By almost every account, including his own, Mike Mussina is in perfect health. And he says he hasn't lost his confidence or his faith in any of his pitches.
"I don't think I am throwing bad pitches and I don't think I have shown a proclivity to throwing certain pitches in certain situations," he said. "I haven't figured this out, only that I am disappointed by how things are going."
Mussina had his third straight poor outing in Tuesday night's 6-2 loss to the Royals at the Stadium. He was tagged for a career-worst 14 hits over seven innings. In his last three outings, against the Devil Rays, Rangers and Royals, he has allowed 16runs on 34 hits over 16 innings. His record may be 13-6, but his ERA is 4.90.
"This is probably the longest stretch like this I've had," Mussina said yesterday. "The whole 1996 season wasn't very good, but no one stretch was like this."
In 1996, Mussina finished 19-11 with a 4.81 ERA; it tied his season-high for wins, but was his worst ERA.
How did he snap out of that one? "The season finally ended," he said. "Sometimes you get away from the game and everything comes back for you.

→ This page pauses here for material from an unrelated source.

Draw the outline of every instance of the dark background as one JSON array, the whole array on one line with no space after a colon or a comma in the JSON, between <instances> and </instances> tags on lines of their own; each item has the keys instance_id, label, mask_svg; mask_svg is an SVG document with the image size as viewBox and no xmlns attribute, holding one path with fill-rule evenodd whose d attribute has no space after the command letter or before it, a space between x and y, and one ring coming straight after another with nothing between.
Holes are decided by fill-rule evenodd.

Sometimes, you keep after it to get it to come back."
Hitters are not keying on one specific pitch and neither Mussina, Joe Torre nor pitching coach Mel Stottlemyre believes there is something in his delivery that tells hitters what pitch is coming. "It's the first thing we look for," Mussina said. "I think we have enough guys here who know about what's going on so that they'd tell me if that was the case. We've looked for it."
One major league scout said he did not see Mussina tipping pitches, but that he may be shying away from certain pitches, specifically his knuckle curve. "I'm not seeing him use that pitch as much as I expected," the scout said. "I don't think that explains anything, but it is one less thing for hitters to look for."
Another scout said: "I read that he feels fine physically, but his velocity has varied from game to game. (Against Texas) his top speed wasn't what it usually is, which might make people think something's hurt. On Tuesday night, his velocity was back, so maybe that's not the case."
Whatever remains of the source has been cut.